I feel like I’ve joined a club. A club of couples.

“Can we get extra jalapeños for the nachos?” says Brit to the cashier.

“I was just going to say that,” I say, drunk with wonder.

We give the previews our full attention and whispered critique, because it turns out we’re both like that. We give the movie our full attention, too. By the end a single hot tear is shining down my cheek, and Brit wipes her own eyes before wiping mine.

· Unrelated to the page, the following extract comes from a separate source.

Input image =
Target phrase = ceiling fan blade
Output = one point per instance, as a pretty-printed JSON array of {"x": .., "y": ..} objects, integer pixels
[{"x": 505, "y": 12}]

We save our kissing for the end credits. I can taste pepper and cheese and she can too, because we both get the urge to wash our mouths out with soda before trying again.

“Much better,” I say.

A short drive away there’s a dumb little cafe over in Crescent Beach, the kind of place with oars and license plates on the walls and old music and older patrons. There’s no
reason to ever go to a cafe like this, really. I mean: it’s even called Scudders.

Except now with me and Brit sitting side by side in a booth with cups of cocoa, it’s the perfect place to be.

“I love Scudders,” I say. I take out my Tascam and record a length of ambient audio—all soft clinks and murmurs and long chair scrapes sounding like whalesong—then put it away.

“It’s beautiful in its own way,” says Brit, examining a cluster of glass floats. “Not kitschy, though. I hate kitsch. Kitsch is not seeing something for what it is, but what you think it should be.”

“It’s like making fun of someone else’s taste.”

“It’s so mean,” says Brit.

I think about Mom’s chickens and Dad’s hooks. Are they kitsch? Am I mean about them?

I realize I kind of am. It makes me wonder if chickens and souvenir hooks were big in Korea in the eighties.